Jan 30, 2014 7:49 PM
Chico State President Paul Zingg delivered a sympathetic message to Chico State students on YouTube.
He felt the need to get in front of the camera to deliver a more personal, impactful message after the deaths of two more Chico State students.
“It’s weird to get these e-mails and it's like god, things keep happening, like bad things. It's sad,” Chico State Junior Kayla Naron said.
Coming from Butte College, and now in her second semester at Chico State, she isn't used to so many bad things.
As a freshman, neither is Evan Roberts.
“I'm sad for this campus and all the students around me, this environment, this culture that brings death, [and] brings sadness,” Roberts said.
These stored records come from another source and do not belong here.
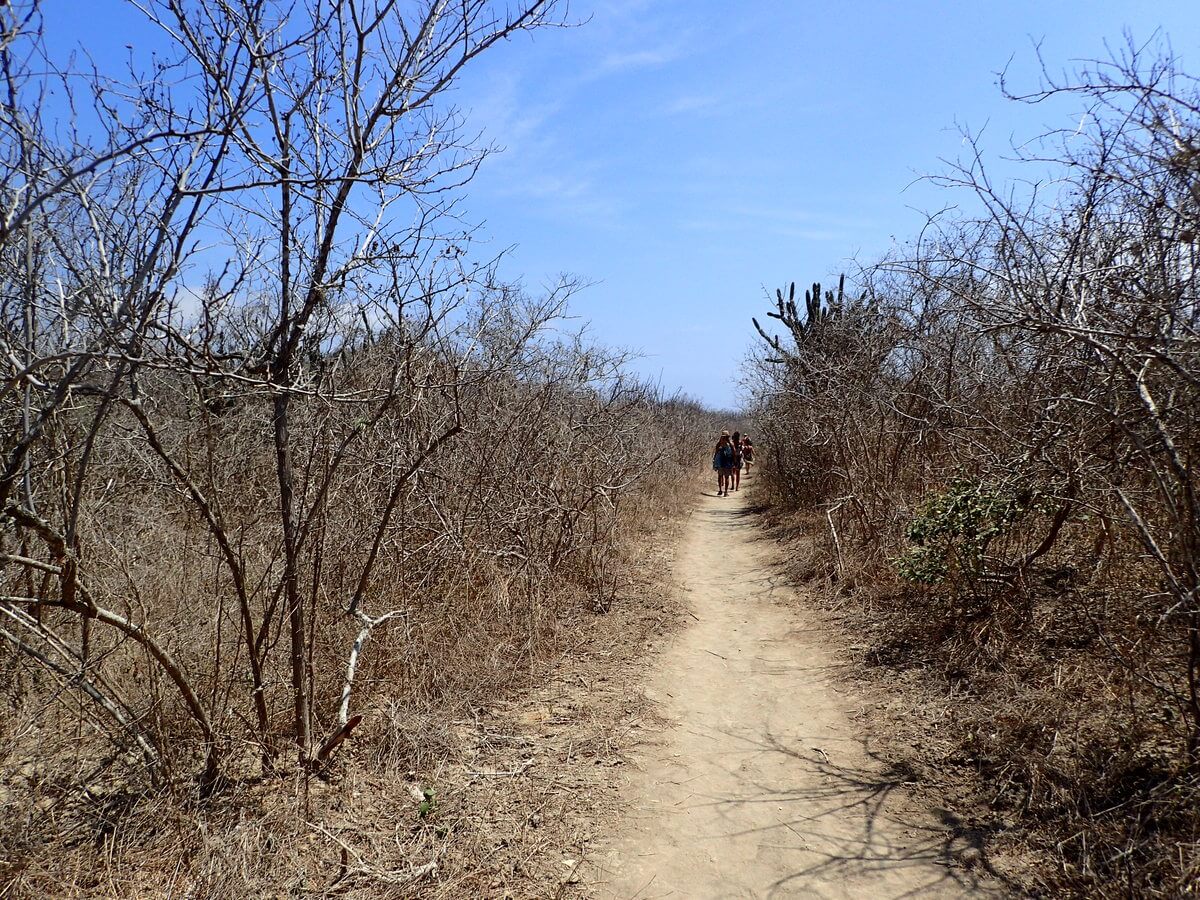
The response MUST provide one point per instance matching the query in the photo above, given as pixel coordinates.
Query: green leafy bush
(953, 529)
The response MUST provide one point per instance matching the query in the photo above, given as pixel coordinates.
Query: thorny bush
(277, 451)
(1008, 413)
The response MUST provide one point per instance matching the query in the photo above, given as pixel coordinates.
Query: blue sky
(684, 155)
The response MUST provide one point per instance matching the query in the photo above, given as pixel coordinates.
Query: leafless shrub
(1000, 427)
(279, 451)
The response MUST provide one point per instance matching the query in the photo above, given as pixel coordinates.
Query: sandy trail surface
(763, 784)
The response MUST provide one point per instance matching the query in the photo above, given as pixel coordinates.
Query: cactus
(817, 316)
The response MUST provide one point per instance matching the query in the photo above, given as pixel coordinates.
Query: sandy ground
(763, 785)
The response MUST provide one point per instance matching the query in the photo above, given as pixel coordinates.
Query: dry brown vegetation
(993, 435)
(292, 486)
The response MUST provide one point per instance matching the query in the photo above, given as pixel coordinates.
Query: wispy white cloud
(695, 103)
(645, 58)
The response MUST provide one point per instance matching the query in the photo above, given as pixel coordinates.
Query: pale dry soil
(763, 784)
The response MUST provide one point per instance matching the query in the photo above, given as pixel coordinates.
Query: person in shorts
(737, 460)
(723, 463)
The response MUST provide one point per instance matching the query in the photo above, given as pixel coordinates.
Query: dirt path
(762, 786)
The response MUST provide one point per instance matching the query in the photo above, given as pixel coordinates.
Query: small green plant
(953, 529)
(429, 805)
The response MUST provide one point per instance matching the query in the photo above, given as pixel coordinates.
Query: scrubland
(989, 442)
(297, 490)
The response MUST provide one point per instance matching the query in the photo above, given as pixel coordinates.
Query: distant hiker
(723, 463)
(737, 460)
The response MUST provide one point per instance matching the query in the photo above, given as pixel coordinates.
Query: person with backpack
(737, 461)
(723, 463)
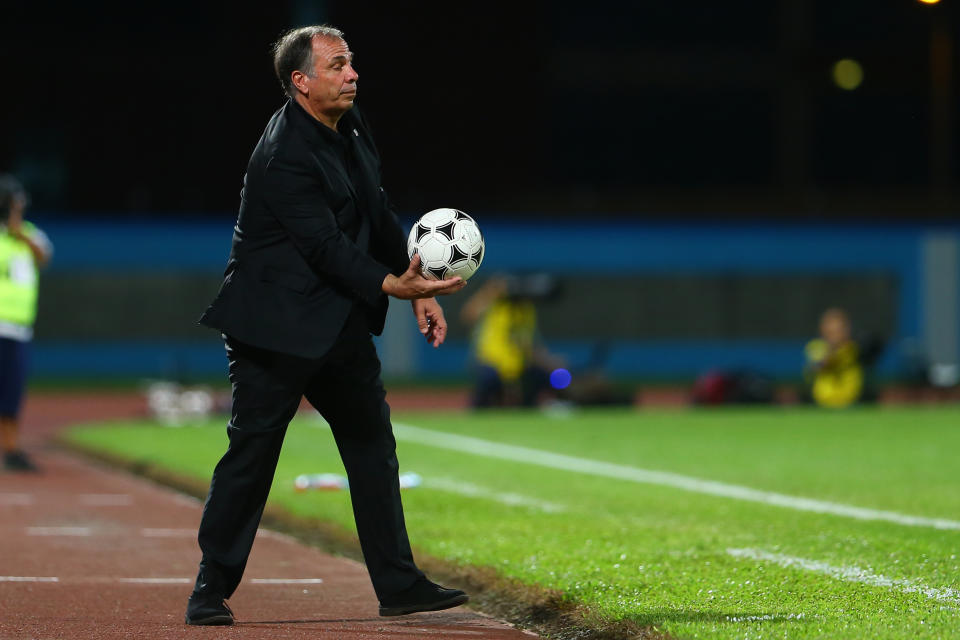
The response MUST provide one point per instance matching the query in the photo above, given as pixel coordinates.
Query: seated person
(834, 370)
(512, 366)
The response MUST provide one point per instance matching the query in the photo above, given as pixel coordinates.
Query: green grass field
(694, 558)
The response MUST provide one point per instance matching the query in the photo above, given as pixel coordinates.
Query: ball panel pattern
(449, 243)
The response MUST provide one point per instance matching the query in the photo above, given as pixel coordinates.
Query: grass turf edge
(545, 611)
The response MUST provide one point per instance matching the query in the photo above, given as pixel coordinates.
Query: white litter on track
(106, 499)
(29, 579)
(850, 574)
(59, 531)
(563, 462)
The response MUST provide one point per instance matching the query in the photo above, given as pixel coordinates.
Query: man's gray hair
(294, 52)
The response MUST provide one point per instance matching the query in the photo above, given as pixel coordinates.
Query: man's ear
(299, 80)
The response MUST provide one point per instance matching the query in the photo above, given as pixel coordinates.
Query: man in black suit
(316, 251)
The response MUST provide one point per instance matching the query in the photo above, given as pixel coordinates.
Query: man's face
(332, 85)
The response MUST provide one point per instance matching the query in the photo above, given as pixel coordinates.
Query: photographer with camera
(512, 364)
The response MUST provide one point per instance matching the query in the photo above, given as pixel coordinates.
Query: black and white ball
(449, 243)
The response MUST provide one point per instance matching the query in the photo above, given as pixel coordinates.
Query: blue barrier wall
(597, 247)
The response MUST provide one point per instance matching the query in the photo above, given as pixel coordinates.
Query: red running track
(91, 553)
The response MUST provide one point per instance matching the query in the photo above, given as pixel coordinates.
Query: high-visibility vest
(18, 279)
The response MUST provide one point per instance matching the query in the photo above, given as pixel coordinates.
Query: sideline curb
(544, 611)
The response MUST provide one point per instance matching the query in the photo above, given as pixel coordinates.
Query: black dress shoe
(206, 609)
(422, 596)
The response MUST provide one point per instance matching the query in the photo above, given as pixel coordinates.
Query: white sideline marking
(29, 579)
(149, 532)
(527, 455)
(155, 580)
(850, 574)
(59, 531)
(286, 581)
(106, 499)
(475, 491)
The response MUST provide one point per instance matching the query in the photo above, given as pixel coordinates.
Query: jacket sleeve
(391, 239)
(299, 204)
(390, 242)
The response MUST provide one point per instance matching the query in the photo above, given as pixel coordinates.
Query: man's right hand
(411, 284)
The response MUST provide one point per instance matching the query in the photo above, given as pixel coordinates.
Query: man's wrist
(389, 284)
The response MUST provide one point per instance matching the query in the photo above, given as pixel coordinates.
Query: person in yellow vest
(24, 249)
(834, 369)
(512, 366)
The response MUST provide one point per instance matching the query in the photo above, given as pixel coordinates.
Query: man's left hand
(430, 320)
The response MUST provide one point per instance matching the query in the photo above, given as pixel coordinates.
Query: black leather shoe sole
(403, 610)
(219, 619)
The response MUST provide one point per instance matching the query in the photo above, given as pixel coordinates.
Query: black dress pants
(345, 387)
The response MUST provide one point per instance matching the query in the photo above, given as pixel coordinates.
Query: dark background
(642, 109)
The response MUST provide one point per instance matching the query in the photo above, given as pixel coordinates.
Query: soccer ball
(449, 243)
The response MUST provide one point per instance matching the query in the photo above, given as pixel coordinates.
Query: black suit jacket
(316, 234)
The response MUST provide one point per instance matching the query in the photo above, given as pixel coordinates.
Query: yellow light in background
(847, 74)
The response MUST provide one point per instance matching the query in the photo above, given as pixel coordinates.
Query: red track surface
(123, 554)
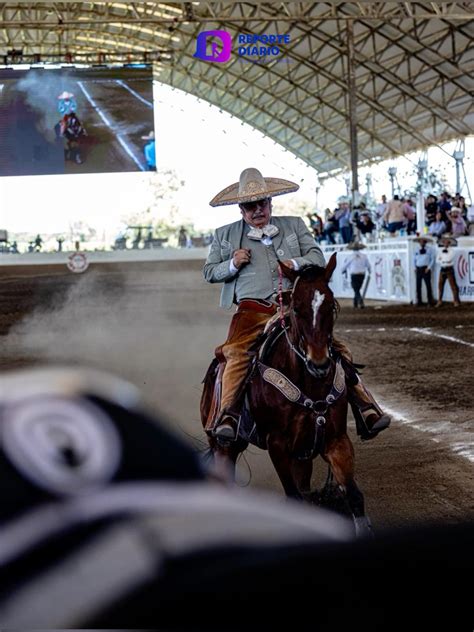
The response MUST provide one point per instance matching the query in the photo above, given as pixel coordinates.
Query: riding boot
(246, 326)
(369, 417)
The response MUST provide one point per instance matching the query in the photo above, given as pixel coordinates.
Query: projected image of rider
(72, 130)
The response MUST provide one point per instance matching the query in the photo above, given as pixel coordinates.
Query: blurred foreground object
(109, 521)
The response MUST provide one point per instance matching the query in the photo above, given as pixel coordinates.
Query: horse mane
(311, 272)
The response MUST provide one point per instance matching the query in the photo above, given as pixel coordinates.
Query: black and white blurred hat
(66, 432)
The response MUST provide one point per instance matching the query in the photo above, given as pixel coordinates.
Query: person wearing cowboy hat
(245, 257)
(445, 259)
(149, 151)
(357, 264)
(423, 261)
(458, 225)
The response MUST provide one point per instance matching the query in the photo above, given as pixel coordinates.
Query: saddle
(258, 351)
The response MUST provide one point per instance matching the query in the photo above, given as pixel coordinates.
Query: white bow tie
(267, 231)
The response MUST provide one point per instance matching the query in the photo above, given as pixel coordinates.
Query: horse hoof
(363, 527)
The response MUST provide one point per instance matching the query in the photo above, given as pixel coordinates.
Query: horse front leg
(282, 462)
(339, 454)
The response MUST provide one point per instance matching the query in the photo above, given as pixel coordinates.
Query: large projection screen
(97, 119)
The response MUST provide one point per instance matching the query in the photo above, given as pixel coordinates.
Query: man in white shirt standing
(357, 265)
(445, 260)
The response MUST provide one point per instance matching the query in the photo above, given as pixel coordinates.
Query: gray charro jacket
(294, 241)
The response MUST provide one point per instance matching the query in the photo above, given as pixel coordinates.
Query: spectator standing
(394, 215)
(365, 224)
(357, 265)
(424, 260)
(445, 259)
(380, 211)
(458, 225)
(431, 208)
(438, 227)
(331, 226)
(316, 225)
(410, 214)
(38, 243)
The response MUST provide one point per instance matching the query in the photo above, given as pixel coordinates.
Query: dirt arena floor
(156, 324)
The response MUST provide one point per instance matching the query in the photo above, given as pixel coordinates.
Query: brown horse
(296, 396)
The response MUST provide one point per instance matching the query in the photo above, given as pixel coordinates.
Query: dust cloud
(156, 329)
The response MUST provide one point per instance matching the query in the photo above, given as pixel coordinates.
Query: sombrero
(355, 245)
(66, 95)
(447, 237)
(252, 186)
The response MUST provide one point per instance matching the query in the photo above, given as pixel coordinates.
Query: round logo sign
(77, 262)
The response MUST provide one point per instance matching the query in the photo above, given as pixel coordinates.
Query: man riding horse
(245, 257)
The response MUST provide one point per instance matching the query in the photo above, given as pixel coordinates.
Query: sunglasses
(249, 207)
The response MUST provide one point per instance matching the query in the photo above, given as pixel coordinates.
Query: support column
(352, 113)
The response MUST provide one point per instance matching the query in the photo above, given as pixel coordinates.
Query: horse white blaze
(316, 303)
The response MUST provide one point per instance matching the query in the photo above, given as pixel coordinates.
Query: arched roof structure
(412, 62)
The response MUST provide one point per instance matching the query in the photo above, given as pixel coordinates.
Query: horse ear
(288, 272)
(330, 267)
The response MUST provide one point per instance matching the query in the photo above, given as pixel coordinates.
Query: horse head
(312, 314)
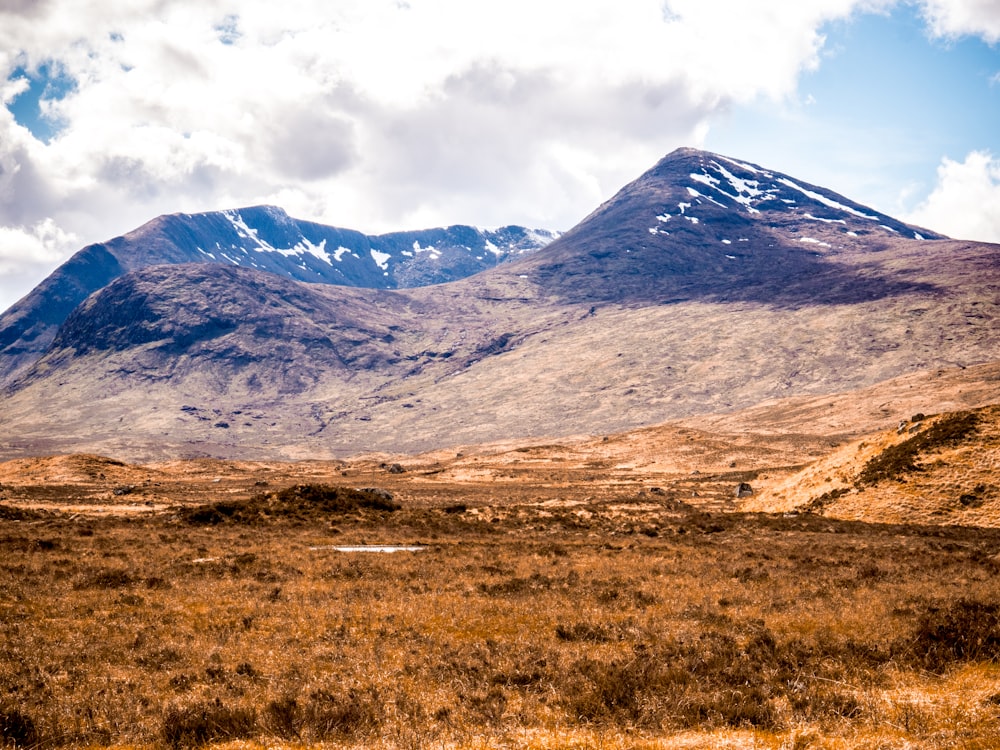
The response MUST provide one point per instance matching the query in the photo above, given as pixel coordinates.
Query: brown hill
(930, 469)
(753, 287)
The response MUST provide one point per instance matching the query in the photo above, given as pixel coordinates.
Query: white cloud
(28, 254)
(378, 114)
(959, 17)
(965, 204)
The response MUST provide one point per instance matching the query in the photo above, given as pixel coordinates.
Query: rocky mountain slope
(264, 238)
(938, 468)
(708, 285)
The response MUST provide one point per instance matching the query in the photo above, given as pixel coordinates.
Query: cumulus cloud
(379, 114)
(959, 17)
(966, 200)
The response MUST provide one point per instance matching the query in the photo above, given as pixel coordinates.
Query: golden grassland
(553, 616)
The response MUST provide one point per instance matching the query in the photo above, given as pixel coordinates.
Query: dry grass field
(559, 600)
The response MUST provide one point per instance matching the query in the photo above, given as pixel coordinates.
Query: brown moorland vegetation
(552, 605)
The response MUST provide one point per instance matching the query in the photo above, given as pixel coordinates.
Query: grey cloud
(28, 8)
(493, 130)
(25, 196)
(311, 144)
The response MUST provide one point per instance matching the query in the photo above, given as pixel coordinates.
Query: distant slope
(700, 226)
(611, 327)
(264, 238)
(935, 469)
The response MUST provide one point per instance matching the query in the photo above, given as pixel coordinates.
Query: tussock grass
(518, 626)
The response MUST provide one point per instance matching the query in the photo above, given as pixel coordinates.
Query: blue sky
(400, 114)
(887, 103)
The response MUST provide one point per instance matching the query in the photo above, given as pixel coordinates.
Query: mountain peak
(704, 225)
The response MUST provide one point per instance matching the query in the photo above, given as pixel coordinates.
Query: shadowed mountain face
(705, 286)
(264, 238)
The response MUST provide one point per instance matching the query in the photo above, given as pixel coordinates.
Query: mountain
(261, 237)
(931, 468)
(706, 286)
(703, 226)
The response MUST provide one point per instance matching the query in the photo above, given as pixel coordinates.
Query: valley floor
(197, 603)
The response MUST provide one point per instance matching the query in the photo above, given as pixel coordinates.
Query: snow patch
(825, 221)
(317, 251)
(829, 202)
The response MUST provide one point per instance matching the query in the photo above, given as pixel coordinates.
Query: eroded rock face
(610, 327)
(264, 238)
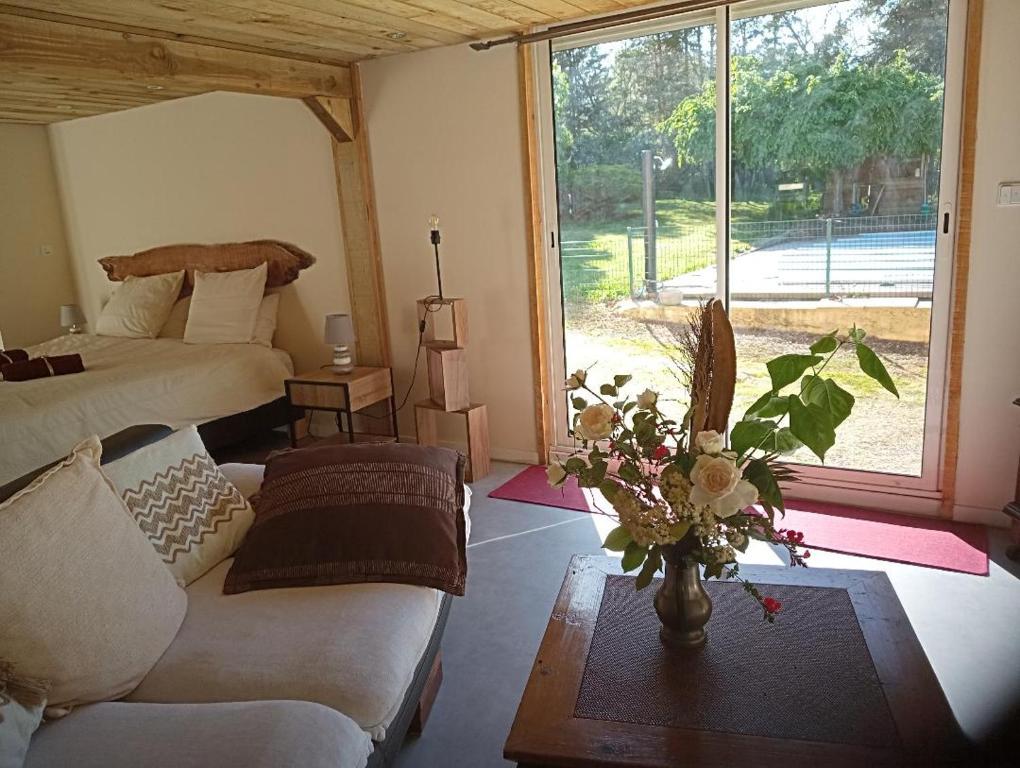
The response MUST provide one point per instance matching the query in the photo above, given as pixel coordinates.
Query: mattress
(131, 381)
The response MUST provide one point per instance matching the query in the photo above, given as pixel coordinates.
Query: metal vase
(681, 602)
“If you see somebody struggling, it's important to look after them,” said Chico State Senior Raman Rattenpal. “We're all kind of a big family.”
In a nutshell, that was the message Chico State President Paul Zingg delivered to Chico State students via a YouTube video.
“I thought I needed to do something more,” Zingg said. “And you also run the risk of e-mails and announcements getting stale. I wanted to reflect in a very personal way, the impact of this particular tragedy and yes, connect it to others.”
Susan Henderson is a nurse manager at the Neuro Trauma Surgical ICU at Enloe Medical Center.
She and her team are on the front lines of caring for trauma patients... Usually young and healthy, many times, Chico State students.
“Sometimes just bad things happen. But if people do take just a minute to think about the decisions they're making then that might be helpful,” Henderson said.
“I just hope that students are reached through these deaths and maybe take a pause and how it relates to them and what they're doing with their lives,” Roberts said.
“We cheer together, we laugh together and we grieve together. And all of those emotions flow pretty naturally,” Zingg said.
Zingg said he'd like to see more participation in the University's red watch program, which encourages students to stick together and speak up. Hundreds are members, but he says thousands are needed.